The market is starting to look like it’s just as scripted as the National Football League.
That’s a joke, but seriously, the economic numbers couldn’t be coming in any better if Jerome Powell and the FOMC were writing them themselves. For the record, they’re not.
This morning’s release of the Fed’s favorite data, Personal Consumption Expenditures index, was spot-on for the month of July… spot-on.
The report showed that inflation continued to cool at a steady pace through July with a monthly reading of 0.2% and a year-over-year reading that reflects an inflation rate of 2.5%.
That 2.5% reading is unchanged from June’s reading.
Something important to remember is that we’ve gone through months of dropping some very high monthly readings from a year ago out of the one-year lookback. That means from a comparable perspective, it is going to be harder for inflation to continue to move lower as quickly as it was six months ago.
The same report also showed that you and I are out there making and spending more money. That’s good news for the economy as a strong consumer is going to be required for the Fed to hit its goal of a soft landing.
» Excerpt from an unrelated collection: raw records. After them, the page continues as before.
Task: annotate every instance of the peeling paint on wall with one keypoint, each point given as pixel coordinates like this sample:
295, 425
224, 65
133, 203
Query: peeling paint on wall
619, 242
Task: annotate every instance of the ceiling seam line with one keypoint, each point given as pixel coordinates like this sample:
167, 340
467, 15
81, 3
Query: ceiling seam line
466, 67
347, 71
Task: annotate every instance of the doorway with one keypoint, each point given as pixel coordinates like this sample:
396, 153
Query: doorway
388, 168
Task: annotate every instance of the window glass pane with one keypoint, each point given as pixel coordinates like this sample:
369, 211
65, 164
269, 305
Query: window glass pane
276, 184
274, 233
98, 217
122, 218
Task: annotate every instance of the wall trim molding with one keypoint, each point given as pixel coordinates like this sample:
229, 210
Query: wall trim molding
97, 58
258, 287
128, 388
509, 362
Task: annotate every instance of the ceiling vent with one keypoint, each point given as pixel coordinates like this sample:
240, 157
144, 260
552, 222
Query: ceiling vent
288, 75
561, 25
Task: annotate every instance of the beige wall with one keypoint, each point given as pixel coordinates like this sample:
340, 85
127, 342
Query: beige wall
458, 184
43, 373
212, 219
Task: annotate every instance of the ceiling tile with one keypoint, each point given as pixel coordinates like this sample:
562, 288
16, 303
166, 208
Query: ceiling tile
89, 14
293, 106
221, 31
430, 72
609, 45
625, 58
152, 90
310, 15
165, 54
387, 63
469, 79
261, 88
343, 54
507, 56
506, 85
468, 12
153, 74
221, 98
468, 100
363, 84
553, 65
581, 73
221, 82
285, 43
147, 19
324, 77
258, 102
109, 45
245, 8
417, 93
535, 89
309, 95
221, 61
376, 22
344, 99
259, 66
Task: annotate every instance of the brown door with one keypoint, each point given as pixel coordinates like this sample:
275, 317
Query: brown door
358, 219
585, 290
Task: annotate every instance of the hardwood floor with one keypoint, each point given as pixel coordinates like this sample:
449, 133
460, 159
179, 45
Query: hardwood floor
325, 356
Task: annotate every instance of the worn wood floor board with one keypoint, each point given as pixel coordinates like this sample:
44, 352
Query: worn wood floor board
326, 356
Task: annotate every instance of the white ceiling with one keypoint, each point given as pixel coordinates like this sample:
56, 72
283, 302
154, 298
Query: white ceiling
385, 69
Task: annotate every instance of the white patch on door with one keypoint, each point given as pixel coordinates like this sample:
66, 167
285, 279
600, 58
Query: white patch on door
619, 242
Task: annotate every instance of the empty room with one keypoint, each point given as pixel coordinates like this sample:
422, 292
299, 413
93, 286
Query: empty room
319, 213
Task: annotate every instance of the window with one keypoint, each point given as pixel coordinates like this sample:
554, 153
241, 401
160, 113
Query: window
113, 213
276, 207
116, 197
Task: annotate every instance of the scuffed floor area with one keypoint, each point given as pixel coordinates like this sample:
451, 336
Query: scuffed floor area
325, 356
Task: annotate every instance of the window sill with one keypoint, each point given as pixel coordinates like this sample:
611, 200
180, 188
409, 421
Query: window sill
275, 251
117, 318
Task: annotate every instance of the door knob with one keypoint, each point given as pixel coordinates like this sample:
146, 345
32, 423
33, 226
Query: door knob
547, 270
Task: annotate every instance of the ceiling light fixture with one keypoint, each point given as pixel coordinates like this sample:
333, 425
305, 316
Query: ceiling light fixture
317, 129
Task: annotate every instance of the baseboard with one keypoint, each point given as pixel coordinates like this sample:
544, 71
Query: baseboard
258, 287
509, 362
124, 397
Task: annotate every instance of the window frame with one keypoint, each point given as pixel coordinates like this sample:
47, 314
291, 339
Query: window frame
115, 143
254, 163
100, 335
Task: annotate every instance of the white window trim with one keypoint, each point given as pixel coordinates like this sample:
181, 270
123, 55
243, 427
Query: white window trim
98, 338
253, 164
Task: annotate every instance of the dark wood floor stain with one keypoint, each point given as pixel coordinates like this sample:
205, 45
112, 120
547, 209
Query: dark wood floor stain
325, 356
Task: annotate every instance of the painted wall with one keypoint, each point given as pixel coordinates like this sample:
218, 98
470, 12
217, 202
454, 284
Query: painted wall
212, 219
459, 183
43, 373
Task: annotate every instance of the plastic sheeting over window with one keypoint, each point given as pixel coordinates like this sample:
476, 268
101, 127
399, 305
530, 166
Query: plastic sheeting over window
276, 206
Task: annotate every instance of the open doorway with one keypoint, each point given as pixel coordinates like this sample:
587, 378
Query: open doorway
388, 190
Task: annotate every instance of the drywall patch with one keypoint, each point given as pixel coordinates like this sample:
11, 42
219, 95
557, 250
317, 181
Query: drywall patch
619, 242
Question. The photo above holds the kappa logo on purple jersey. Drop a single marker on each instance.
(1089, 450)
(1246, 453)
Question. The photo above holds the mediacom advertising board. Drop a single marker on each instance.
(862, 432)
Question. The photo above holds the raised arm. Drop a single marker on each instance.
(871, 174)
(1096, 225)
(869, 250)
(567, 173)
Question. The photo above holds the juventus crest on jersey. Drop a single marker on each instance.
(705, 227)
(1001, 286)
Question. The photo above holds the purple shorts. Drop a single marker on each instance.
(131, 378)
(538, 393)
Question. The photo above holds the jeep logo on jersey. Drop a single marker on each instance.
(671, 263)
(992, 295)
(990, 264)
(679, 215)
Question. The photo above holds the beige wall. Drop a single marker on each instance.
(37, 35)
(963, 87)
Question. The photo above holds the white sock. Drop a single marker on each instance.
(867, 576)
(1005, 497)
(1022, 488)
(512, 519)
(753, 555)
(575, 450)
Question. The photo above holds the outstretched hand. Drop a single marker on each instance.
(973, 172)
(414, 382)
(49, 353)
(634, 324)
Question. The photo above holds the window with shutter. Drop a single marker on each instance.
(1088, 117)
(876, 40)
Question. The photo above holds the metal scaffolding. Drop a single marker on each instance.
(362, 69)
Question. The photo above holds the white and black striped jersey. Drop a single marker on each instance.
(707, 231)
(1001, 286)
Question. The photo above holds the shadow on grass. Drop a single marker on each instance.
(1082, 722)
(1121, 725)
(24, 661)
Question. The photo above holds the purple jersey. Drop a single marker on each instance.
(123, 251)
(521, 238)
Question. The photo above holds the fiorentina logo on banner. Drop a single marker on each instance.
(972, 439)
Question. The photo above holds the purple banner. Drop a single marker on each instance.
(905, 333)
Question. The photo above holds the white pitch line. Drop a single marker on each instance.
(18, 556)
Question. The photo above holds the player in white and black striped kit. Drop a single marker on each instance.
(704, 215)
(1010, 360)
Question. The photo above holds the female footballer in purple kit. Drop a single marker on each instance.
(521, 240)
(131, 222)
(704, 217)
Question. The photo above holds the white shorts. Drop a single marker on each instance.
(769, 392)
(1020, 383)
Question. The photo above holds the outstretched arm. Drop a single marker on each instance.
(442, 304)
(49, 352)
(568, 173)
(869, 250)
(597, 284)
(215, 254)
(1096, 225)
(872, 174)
Is the Housing Market Scripted Too?
Earlier this week, the housing market got a boost from the latest S&P Case-Shiller Home Price Index. The report showed a much stronger surge in existing home prices for the month of June, good news for all of us that have been pondering the sale of a house.
We talked about this last week when I wrote about how “This Housing Giant Just Told You When the Housing Boom Is Going to End”.
I was serious, this is the script for the housing market over the next 6-12 months, and the Case Shiller number played right in to the scene perfectly.
Housing prices showed their surprise spike because people are out there looking again, it’s as simple as that.
Demand for homes will continue to exceed inventory for the next year as more buyers hit the market, we know that. But rising prices combined with lower interest rates are going to give those of us that have been waiting for the opportunity to “downsize” our chance.
Here’s what you should expect.
The spring selling season in 2025 – normally kicks off in late January – is going to be one for the record books as would-be and existing homeowners swap through houses like a Saturday Night game of Monopoly.
That’s where your existing housing prices will start to peak, and when the Fed just may stop lowering rates to make sure they don’t create another housing bubble.
Somewhere near the second half of 2025 we’re going to see the homebuilding companies slide into a serious correction as inventory will finally outpace demand. That’s the time to make sure that you’re clear of the housing correction.
Here are two ways for you to play this trend for profits.
First, take advantage of the “transactions” that will happen in the business.
Zillow Group (Z) is a stock that I’m eyeing to benefit from the Real Estate transactions.
It’s simple, I get two emails a day from Zillow and two from Redfin (RDFN). At some point I’m going to hit the “Schedule a Viewing” button just like everyone else in my position.
Bam, they’re on their way to making a small payday. This doesn’t include the advertising and other revenue that Zillow will bring in along with the real estate fees. More people like you and I getting emails means more revenue for Zillow.
The stock just broke into a long-term bull market last month and has a target price of $80.
Second, Trade the Financing.
Most of those transactions will include a bank or financial institution for the lending side of a home purchase.
My favorite company in this space is Rocket Companies (RKT).
I highlighted the company’s stock two months ago as a “Fast Profits” trade.
Click here for the details of my analysis of Rocket Companies.
The stock has already exceeded my target price from two months ago, along with some incredible gains on the LEAPs call option I suggested, but things are only getting started here.
Rocket Companies is set for another 30% run to my upgraded target price of $25.